<テレビウォッチ>元参院議員の田英夫さんが11月13日に亡くなっていたことがわかった。86歳だった。本人の意思によって、告別式は17日近親者だけですませたという。
小倉智昭が「ニュースキャスターという呼び名は、この人が初代。笠井君の世代では知らないでしょう?」と聞いた。笠井信輔は「少し知ってます」。小倉は、「キャスターをお辞めになったときのことをはっきり覚えてます。大学1年の秋だった」
東大在学中に学徒動員で特攻隊員になったが、終戦で命拾いをした。これが田さんの原点になる。共同通信記者からTBSのキャスターになり、終始反戦・平和を訴え続けた。
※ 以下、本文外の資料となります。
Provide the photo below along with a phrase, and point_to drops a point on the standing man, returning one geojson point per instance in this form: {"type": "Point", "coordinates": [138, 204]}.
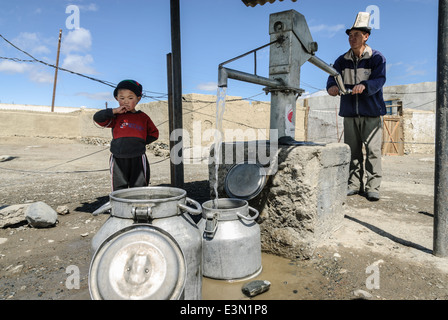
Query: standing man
{"type": "Point", "coordinates": [364, 72]}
小倉のいうキャスター辞任は1968年。その前年にハノイに入ったレポートで、「北ベトナムは負けていない」とアメリカを批判した。ベトナム反戦運動が高まりつつあった時期で、メディアはハノイ報道を競っていたが、テレビの映像に対する反響は大きかった。しかしこれが、降板につながったとされる。
小倉は「(政府筋からの)圧力があったと思う。TBSはそのあとに、成田闘争の反対派の学生らをマイクロバスに乗せたりして問題にもなっていた」「田さんはいつも『それではまた明日』といっていたのに、最後の放送では『それでは皆さん、さようなら』とだけいって辞めた」
田さんはその後71年の参院選で、社会党から全国区に出てトップ当選、以後当選6回を数え2007年に引退した。この間、菅直人、江田五月らと社民連を立ち上げるなど曲折はあったが、反戦・平和は終生変わらなかった。
小倉は「反骨の人でした。お話をうかがうと、温厚でやさしい雰囲気の方で、政権交代を喜んでおられたのでは。わたしもその後、こういう仕事についたので、惜しい先駆者を亡くした」と死を悼んだ。
が、これにはコメントを求めず、「話はがらっと変わりますが、仲間由紀恵さんが?」となっちゃった。そうだよな、スタジオは高木美保、デーブ・スペクター、前田忠明だからコメントできないわな。あらためて、年月を思った。